A. Yeah, it's certainly been used as a generic term to my knowledge.

Q. Because I'm going to suggest to you that it has resulted in considerable confusion in the minds of all sorts of people because they are not quite sure whether you are talking about Kratos, or Clydesdale.

Mansfield added, "As far as what happened on this day... was quite different to all the very many documents [about Kratos] we have been provided with."

Some of that confusion could be seen in the following evidence.

McDowall said, referring to Kratos/Clydesdale, "It wasn't really one or the other, it was a new situation that I don't think a great deal of thought had been given to, the prospect of failed suicide bombers out and about, it had not come into the thinking, I don't believe."

Chief Superintendent Timothy White, a counter-terrorist commander, agreed that a meeting was called "regarding the need for a specific on-call Kratos DSO for this operation... and after consideration, Commander Cressida Dick was nominated."

According to former Deputy Assistant Commander Brian Paddick, the DSO's role is very specific—purely to make the fundamental Kratos critical shot decision and not get involved in any other aspect of the operation, so that they are "absolutely clear and focused on that decision." He pointed out that "in her evidence-in-chief, [Dick] talks about her role being the interpretation of Mr McDowall's Gold strategy and implementing it, which is quite clearly the role of Silver [a deputy]."

Dick recorded in her log, "I am DSO for Kratos operations for these two premises and the operations to contain and arrest suspects for the attempted bombings yesterday in London who are believed to reside at these addresses... If what appears to be subject leaves premises, we are in Kratos situation." 

She insisted, however, that in the case of de Menezes she was asking for "a, what you might call conventional, albeit aware of all the risks, challenge from the firearms officers" that would result in his arrest.

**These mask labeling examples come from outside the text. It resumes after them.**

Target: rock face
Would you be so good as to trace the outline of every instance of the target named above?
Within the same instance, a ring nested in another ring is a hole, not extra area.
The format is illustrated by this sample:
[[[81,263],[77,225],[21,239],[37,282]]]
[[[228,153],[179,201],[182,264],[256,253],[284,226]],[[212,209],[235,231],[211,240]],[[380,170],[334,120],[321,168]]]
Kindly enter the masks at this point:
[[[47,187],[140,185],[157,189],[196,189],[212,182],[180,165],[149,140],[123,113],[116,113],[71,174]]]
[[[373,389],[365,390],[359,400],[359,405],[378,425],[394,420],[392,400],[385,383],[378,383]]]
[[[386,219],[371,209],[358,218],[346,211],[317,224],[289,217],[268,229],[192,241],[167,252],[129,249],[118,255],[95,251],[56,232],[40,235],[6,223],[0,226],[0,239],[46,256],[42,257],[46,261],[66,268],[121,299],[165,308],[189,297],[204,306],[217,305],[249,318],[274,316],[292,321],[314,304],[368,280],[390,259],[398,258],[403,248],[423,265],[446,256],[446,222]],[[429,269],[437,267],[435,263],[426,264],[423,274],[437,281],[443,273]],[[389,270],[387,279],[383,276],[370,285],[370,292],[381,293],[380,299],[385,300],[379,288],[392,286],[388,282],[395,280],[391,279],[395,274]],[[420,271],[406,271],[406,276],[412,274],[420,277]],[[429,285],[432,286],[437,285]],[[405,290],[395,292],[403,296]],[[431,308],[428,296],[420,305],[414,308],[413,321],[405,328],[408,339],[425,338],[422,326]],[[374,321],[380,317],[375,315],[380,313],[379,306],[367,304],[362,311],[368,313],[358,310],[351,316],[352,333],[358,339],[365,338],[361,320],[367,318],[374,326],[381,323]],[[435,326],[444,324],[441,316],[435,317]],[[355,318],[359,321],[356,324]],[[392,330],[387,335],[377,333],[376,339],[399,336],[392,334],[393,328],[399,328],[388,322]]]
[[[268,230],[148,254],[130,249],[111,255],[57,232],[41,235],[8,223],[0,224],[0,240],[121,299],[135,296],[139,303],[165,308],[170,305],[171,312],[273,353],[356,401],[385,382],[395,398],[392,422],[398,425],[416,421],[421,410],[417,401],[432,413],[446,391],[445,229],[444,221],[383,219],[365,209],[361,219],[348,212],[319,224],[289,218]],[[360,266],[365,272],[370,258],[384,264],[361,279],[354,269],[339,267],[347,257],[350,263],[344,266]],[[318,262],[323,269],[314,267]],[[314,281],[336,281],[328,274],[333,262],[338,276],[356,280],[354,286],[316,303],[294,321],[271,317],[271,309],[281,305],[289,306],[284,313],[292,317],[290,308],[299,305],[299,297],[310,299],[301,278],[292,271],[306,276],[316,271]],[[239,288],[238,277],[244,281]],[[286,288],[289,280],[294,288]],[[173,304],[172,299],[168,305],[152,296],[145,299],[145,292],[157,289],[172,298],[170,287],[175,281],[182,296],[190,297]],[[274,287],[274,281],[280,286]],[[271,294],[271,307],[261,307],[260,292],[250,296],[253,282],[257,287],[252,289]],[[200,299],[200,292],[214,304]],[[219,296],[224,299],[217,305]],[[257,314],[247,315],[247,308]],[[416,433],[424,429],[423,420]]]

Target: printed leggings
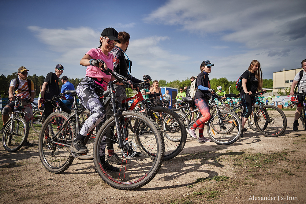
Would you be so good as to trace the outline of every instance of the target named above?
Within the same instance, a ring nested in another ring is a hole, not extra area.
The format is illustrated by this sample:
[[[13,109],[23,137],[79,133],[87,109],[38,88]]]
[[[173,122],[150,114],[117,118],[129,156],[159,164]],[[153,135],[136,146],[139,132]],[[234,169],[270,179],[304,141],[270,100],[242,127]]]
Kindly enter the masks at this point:
[[[208,107],[208,101],[206,98],[198,98],[194,100],[196,105],[202,114],[202,117],[199,118],[192,126],[192,128],[199,127],[199,133],[200,137],[203,135],[204,123],[208,121],[211,117],[210,111]]]
[[[85,121],[80,133],[84,136],[93,129],[100,122],[105,121],[106,111],[99,100],[104,91],[102,88],[89,77],[85,77],[76,87],[76,94],[81,103],[90,111],[91,114]],[[100,155],[104,156],[105,150],[105,136],[100,145]]]

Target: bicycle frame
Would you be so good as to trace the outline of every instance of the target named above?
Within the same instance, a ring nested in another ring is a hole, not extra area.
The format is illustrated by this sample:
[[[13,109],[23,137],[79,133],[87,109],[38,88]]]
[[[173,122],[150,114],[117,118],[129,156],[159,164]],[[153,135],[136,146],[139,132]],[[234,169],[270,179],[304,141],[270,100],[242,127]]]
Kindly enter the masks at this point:
[[[256,117],[255,115],[255,107],[254,105],[257,104],[259,106],[259,108],[260,109],[260,111],[262,113],[263,116],[265,120],[266,120],[266,121],[268,123],[271,122],[271,119],[270,118],[270,116],[269,116],[269,114],[268,114],[268,113],[267,113],[267,110],[264,109],[263,107],[263,106],[264,105],[264,103],[263,102],[260,101],[260,99],[259,99],[259,98],[258,98],[258,95],[260,94],[260,93],[261,92],[257,92],[252,94],[252,95],[253,95],[255,96],[254,104],[252,107],[252,111],[253,111],[253,114],[254,114],[254,115],[255,117]]]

Chief Inspector Esposito, a strategic tactical adviser to the Anti-Terrorist Branch and for Kratos operations, was adamant that the firearms officers were conducting an "orthodox armed intervention" aimed at arresting suspects. "The officers will have challenged the subject and his responses will have resulted in the officers' actions. This was not a Kratos incident," he declared, indicating that a challenge should have been made to de Menezes before opening fire.

The commander of the firearms officers, codenamed Trojan 84, said he had informed his officers that a DSO was in place and that it "would only have been implemented if a suicide terrorism was thought to be—or suicide bomber was thought to be prominent in that day's operation" and "I also said that the team may be required to use unusual tactics today because of the environment they were in and that they should think about this."

Detective Chief Inspector Tony Evans, a MPS internal investigator said he was told that the "surveillance operation had been authorised to follow a Kratos target, but CO19 were unable to intercept him before he alighted the train."

One of the two firearms officers who shot Jean Charles, "C2", said that after hearing the words "Stop him getting on the tube, he must not get on the tube" he believed this was "a relayed instruction from the DSO, and that this suspect was a suicide bomber who had entered the tube in order to blow up a train."

Within minutes Jean Charles was dead.